Yuan-Sen is an Associate Professor at the Australian National University, jointly affiliated with the astronomy and computer science departments. His research endeavors revolve around the utilization of machine learning in advancing statistical inferences, specifically utilizing vast astronomical survey data. Hailing from Malaysia, Yuan-Sen was awarded a PhD in astronomy and astrophysics from Harvard University in 2017, and was subsequently granted a four-way fellowship from Princeton University, Carnegie Institute for Sciences, NASA Hubble, and the Institute for Advanced Study at Princeton. In recognition of his pioneering work in AI x Science, he was acknowledged as a Future Leader by the Association of Universities for Research in Astronomy, in addition to being honored as a NASA Earth and Space Science Fellow. Recently, Yuan-Sen received the ARC DECRA fellowship following his induction to ANU.

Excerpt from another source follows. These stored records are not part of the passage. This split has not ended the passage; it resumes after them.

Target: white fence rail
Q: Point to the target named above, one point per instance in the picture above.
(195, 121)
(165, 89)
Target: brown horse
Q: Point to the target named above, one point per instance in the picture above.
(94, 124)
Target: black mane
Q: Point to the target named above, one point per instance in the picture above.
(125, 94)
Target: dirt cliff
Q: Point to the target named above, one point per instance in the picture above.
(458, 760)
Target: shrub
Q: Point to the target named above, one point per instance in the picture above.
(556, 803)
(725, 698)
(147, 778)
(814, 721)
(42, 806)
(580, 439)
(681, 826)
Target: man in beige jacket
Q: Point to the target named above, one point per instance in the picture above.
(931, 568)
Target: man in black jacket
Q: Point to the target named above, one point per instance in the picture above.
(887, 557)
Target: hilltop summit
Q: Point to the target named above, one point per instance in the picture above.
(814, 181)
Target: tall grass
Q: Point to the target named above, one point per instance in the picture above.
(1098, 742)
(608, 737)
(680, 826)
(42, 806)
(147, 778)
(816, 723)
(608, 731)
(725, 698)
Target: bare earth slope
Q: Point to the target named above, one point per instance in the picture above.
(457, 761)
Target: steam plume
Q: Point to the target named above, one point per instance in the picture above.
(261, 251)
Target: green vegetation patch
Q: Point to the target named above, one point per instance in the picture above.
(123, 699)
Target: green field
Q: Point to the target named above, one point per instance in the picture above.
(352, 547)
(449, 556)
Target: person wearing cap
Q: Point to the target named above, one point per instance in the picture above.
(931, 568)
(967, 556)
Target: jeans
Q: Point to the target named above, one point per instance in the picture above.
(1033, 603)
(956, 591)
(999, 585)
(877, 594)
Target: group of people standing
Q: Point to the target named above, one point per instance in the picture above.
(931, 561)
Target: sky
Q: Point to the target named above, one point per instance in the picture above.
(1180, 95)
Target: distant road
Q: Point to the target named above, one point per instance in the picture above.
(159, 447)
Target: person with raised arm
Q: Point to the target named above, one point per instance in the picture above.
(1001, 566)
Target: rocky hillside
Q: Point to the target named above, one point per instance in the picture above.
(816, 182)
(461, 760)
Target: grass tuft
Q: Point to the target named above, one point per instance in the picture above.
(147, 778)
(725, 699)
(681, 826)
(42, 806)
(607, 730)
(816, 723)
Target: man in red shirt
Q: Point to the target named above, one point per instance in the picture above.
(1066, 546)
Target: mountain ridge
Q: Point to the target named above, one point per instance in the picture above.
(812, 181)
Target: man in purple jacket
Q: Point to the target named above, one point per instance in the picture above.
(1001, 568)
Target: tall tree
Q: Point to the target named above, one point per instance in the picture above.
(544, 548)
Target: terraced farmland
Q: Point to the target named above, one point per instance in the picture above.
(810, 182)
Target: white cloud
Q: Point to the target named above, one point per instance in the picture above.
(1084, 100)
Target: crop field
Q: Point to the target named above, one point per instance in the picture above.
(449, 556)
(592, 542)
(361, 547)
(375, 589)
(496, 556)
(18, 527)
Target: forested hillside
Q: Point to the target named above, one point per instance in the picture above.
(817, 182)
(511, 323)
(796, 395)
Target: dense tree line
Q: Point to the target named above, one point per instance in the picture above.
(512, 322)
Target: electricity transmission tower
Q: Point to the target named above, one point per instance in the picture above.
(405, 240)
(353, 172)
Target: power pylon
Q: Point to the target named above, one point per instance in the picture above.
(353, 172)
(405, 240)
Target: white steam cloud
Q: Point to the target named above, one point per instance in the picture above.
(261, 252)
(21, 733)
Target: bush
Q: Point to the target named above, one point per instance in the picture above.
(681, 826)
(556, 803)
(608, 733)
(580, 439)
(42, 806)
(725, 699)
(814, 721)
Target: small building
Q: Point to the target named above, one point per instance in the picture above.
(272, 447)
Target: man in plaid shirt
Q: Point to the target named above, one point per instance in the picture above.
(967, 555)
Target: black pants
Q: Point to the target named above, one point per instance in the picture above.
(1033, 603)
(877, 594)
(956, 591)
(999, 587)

In parallel to his academic pursuits, Yuan-Sen assumes the role of co-chair for the NASA Cosmic Programs Stars Science Interest Group, spearheading multiple future spectroscopic surveys as a science group leader. Beyond academia, Yuan-Sen is fervent about public outreach and has authored monthly columns in the largest Chinese newspaper in Malaysia, as well as producing two TED education videos with over 4 million views. Moreover, he has served as a chief science officer developing tools using machine learning to detect art forgery in paintings. Yuan-Sen's past endeavors include semi-professional gaming, where he was once recognized as a top Night-Elf player in Warcraft 3 in Malaysia.

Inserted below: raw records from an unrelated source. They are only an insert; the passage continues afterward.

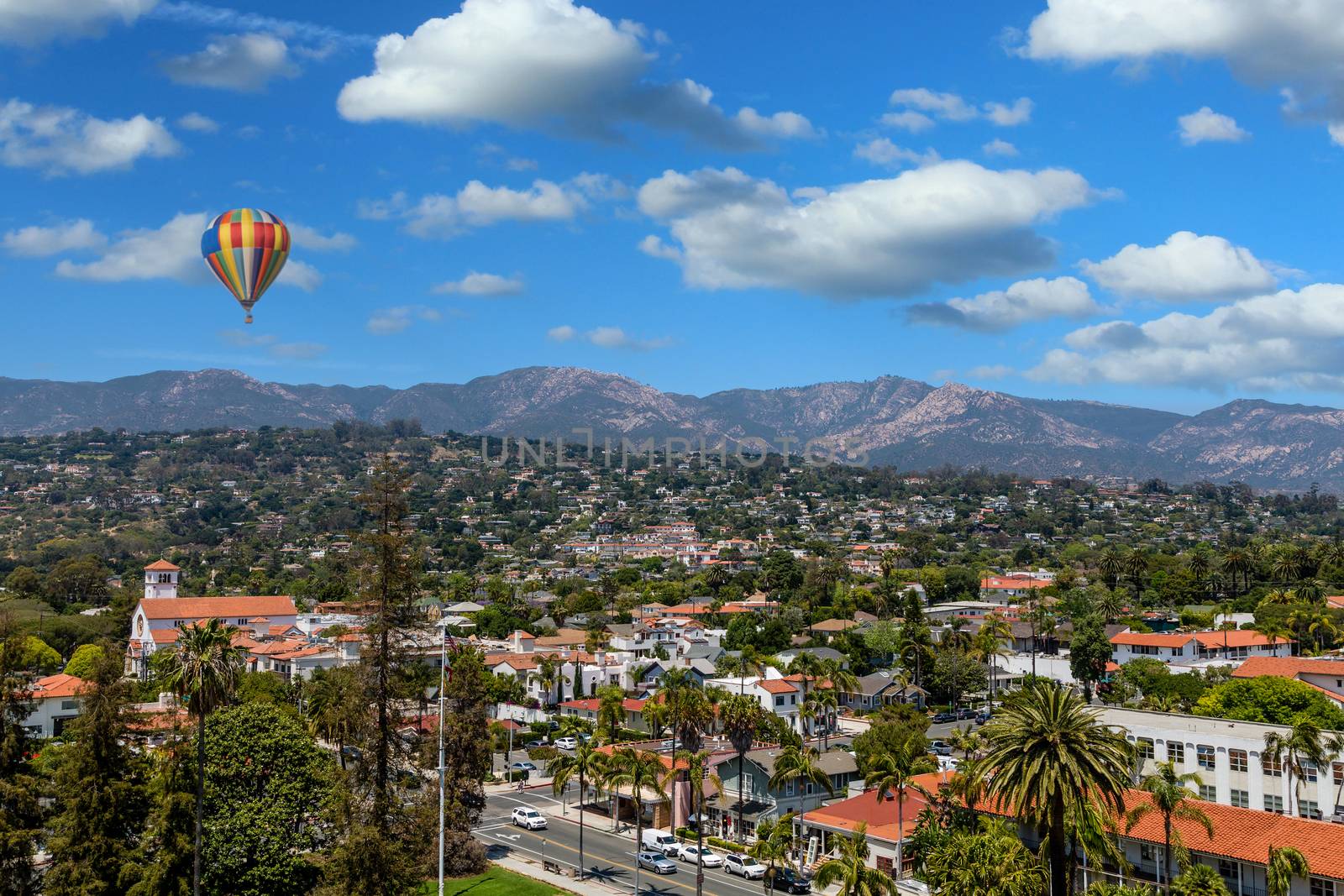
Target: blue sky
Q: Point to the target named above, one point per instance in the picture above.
(1109, 199)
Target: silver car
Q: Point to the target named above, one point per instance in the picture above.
(656, 862)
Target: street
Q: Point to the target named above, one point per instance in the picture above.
(608, 856)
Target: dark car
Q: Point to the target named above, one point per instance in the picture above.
(790, 882)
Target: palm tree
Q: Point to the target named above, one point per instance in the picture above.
(1200, 880)
(588, 765)
(1284, 866)
(891, 773)
(851, 869)
(1173, 801)
(203, 669)
(739, 718)
(1048, 752)
(698, 773)
(1300, 746)
(640, 770)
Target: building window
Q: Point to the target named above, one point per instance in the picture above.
(1205, 754)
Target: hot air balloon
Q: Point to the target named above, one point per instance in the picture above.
(246, 249)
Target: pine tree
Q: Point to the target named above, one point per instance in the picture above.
(100, 788)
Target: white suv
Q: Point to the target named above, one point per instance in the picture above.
(530, 819)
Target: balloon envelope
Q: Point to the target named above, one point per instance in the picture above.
(246, 249)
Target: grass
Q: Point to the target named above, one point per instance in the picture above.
(496, 882)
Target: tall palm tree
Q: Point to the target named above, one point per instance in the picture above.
(1284, 866)
(588, 765)
(640, 770)
(203, 669)
(891, 773)
(1050, 752)
(1173, 801)
(851, 869)
(698, 773)
(1303, 745)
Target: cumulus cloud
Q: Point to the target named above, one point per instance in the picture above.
(198, 123)
(60, 141)
(35, 22)
(920, 107)
(245, 62)
(1025, 301)
(606, 338)
(544, 65)
(1289, 45)
(171, 251)
(948, 222)
(1287, 338)
(1184, 269)
(307, 237)
(42, 242)
(880, 150)
(483, 285)
(1207, 125)
(394, 320)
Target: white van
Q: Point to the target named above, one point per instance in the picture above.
(659, 841)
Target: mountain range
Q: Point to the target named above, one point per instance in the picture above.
(891, 419)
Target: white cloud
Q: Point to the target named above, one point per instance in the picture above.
(1023, 302)
(394, 320)
(40, 242)
(483, 285)
(1207, 125)
(1287, 338)
(880, 150)
(920, 107)
(198, 123)
(948, 222)
(543, 65)
(1294, 45)
(60, 141)
(35, 22)
(308, 238)
(244, 62)
(1184, 269)
(171, 251)
(606, 338)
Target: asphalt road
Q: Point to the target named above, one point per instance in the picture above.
(606, 856)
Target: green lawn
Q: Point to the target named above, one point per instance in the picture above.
(496, 882)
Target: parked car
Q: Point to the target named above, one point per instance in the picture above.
(690, 853)
(790, 882)
(743, 866)
(656, 862)
(530, 819)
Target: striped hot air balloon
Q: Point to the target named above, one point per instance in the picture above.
(246, 249)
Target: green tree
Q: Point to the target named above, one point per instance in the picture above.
(203, 668)
(100, 789)
(1050, 754)
(1169, 794)
(85, 661)
(265, 782)
(850, 869)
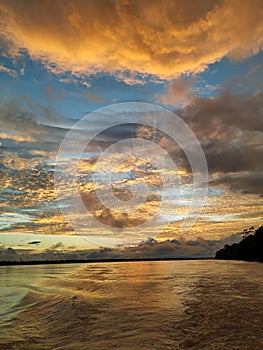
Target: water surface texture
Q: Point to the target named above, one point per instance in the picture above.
(135, 305)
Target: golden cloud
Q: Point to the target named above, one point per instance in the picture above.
(163, 38)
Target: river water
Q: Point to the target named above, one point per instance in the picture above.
(198, 304)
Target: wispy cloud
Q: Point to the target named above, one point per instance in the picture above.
(160, 38)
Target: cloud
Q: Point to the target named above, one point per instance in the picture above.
(230, 129)
(9, 71)
(159, 38)
(149, 249)
(179, 92)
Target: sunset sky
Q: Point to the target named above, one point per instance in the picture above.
(60, 60)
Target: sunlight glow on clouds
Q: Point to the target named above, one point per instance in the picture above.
(160, 38)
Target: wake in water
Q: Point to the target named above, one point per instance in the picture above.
(146, 305)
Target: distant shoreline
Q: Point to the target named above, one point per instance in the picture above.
(49, 262)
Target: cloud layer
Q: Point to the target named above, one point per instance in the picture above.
(164, 38)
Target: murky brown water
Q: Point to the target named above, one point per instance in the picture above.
(141, 305)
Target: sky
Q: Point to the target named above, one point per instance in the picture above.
(201, 61)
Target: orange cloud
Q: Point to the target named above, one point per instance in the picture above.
(164, 38)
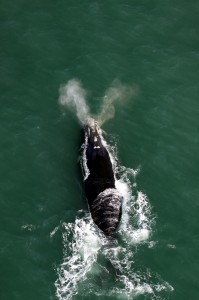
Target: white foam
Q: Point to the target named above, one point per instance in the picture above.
(84, 242)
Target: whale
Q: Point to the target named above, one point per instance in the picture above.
(104, 200)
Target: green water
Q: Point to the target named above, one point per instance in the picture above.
(151, 45)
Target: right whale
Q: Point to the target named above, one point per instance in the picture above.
(103, 198)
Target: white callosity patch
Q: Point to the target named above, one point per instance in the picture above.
(88, 254)
(84, 243)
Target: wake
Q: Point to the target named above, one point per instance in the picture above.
(93, 264)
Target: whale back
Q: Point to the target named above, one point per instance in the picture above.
(103, 198)
(106, 211)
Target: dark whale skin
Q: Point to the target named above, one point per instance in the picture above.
(103, 198)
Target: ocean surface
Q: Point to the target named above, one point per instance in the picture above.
(134, 65)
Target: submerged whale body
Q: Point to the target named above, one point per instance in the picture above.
(103, 198)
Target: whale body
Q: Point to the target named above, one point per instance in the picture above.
(103, 198)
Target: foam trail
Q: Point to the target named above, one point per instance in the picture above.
(117, 92)
(72, 95)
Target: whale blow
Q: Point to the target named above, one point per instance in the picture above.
(103, 198)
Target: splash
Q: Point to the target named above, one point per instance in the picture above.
(72, 95)
(94, 265)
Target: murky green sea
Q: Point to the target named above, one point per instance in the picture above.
(49, 247)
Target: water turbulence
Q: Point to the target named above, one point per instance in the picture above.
(94, 265)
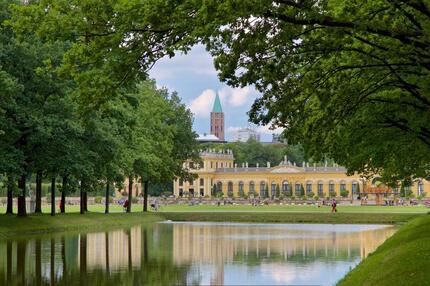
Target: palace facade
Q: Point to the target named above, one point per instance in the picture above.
(219, 173)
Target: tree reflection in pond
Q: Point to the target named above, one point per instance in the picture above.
(123, 257)
(191, 253)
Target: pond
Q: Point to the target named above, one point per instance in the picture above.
(192, 253)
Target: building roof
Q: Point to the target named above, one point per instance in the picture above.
(278, 170)
(217, 105)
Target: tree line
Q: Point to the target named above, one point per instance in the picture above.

The Grand Challenge Questions of Solar Wind Physics
Dr Nicholeen Viall (Research Astrophysicist at NASA/GSFC)
The solar atmosphere is heated to millions of Kelvin, which is several orders of magnitude hotter than the visible solar surface below. This hot atmosphere is a plasma, and flows outwards, forming a super Alfvénic solar wind that defines the heliosphere. The solar wind is comprised of structures across a range of scales, with complexity among the structures due to a competition between those structures that are imposed and injected directly from the solar atmosphere, and dynamical evolution as the solar wind flows outwards. There have been remote observations of the solar corona for centuries, and in situ measurements of the solar wind for almost 60 years. Computer simulation capabilities have commenced, and simulation techniques of the cross-scale and cross-regional coupling continue to advance. Yet there are longstanding, major unsolved pieces of this puzzle, involving universal physical processes such as magnetic reconnection, turbulence, and waves. In this talk, we discuss these grand challenge questions and discuss progress and future prospects with recent result from Parker Solar Probe, and Solar Orbiter, as well as the expected results from the upcoming Polarimeter to Unify the Corona and Heliosphere mission.
Dr. Nicholeen Viall is a Research Astrophysicist at NASA’s Goddard Space Flight Center, with expertise in solar coronal and solar wind physics. She is a winner of the 2018 NASA Early Career Achievement Medal, and was the 2018 recipient of the Karen Harvey Prize, awarded by the Solar Physics Division of the American Astronomical Society (SPD/AAS). She currently serves as the SPD/AAS vice Chair and is the Mission Scientist for NASA’s Polarimeter to UNify the Corona and Heliosphere (PUNCH) mission.